Le mot vivre pour aimer quoi ?
*
Jungle des fougères qui ne sont bientôt plus
Que décors pour des bibliothèques répétées
Et désespérément vides. Des nielles
Restent vainement droites dans les blés du temps.
Tout le grain s’épuise en mots croulant.
*
Et soudain dans la chronique prosée
Qui s’en va comme en raisonnant
Il y a la raide affirmation
De plusieurs pages en étroites colonnes
De mots versifiés court
Affirmant mélange et chaos
D’histoire et de désir et comme si
Du plein, du bonheur était là
Mais tout s’écroule évidemment
L’énergie de l’emballement
Ne fait qu’affirmer à la fin
Sa corde lyrique rompue.
*
La prose qui raconte
Et porte les plus vifs souvenirs d’avoir été
(Légèreté des parenthèses remplies d’italiques frémissantes)

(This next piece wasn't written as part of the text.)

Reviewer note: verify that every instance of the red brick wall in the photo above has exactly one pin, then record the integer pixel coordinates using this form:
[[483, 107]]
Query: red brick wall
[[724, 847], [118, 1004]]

D’un jardin d’origine ou d’enfance
A son retournement en jardin de mort.
(De quel avantage veut parler
Un dernier rêve : comme au-delà
De ce qui vient d’être absenté ?)
Dans le mot « jonchaie » (lieu de vert vivant)
On entend aussi bien « jonchée »
Restes d’images et de pensées restes d’un monde
Auquel on a cru : lieu de silence vivant ?
*
Si les roses qui sont à cueillir
Sont roses de souvenir ?
Juste une couleur de temps
Pour continuer contre la mort
Couleur du temps qui nous a tués,
Et qui nous garde vivants :
Au bord de quel
Jardin silence ?
*
Un signe d’adieu sans cesse répété
Qui serait le seul signe du vivant
S’en allant vers la mort. Mais vivant.
*
Le silence, après chaque essai de parole, comme
La nuit toujours recommencée
Comme la mer
Comme un livre, un autre. Encore un autre.
*
Ce qu’il y a de léger dans l’enfance
Reste en geste fragile (et qui sait sa fragilité)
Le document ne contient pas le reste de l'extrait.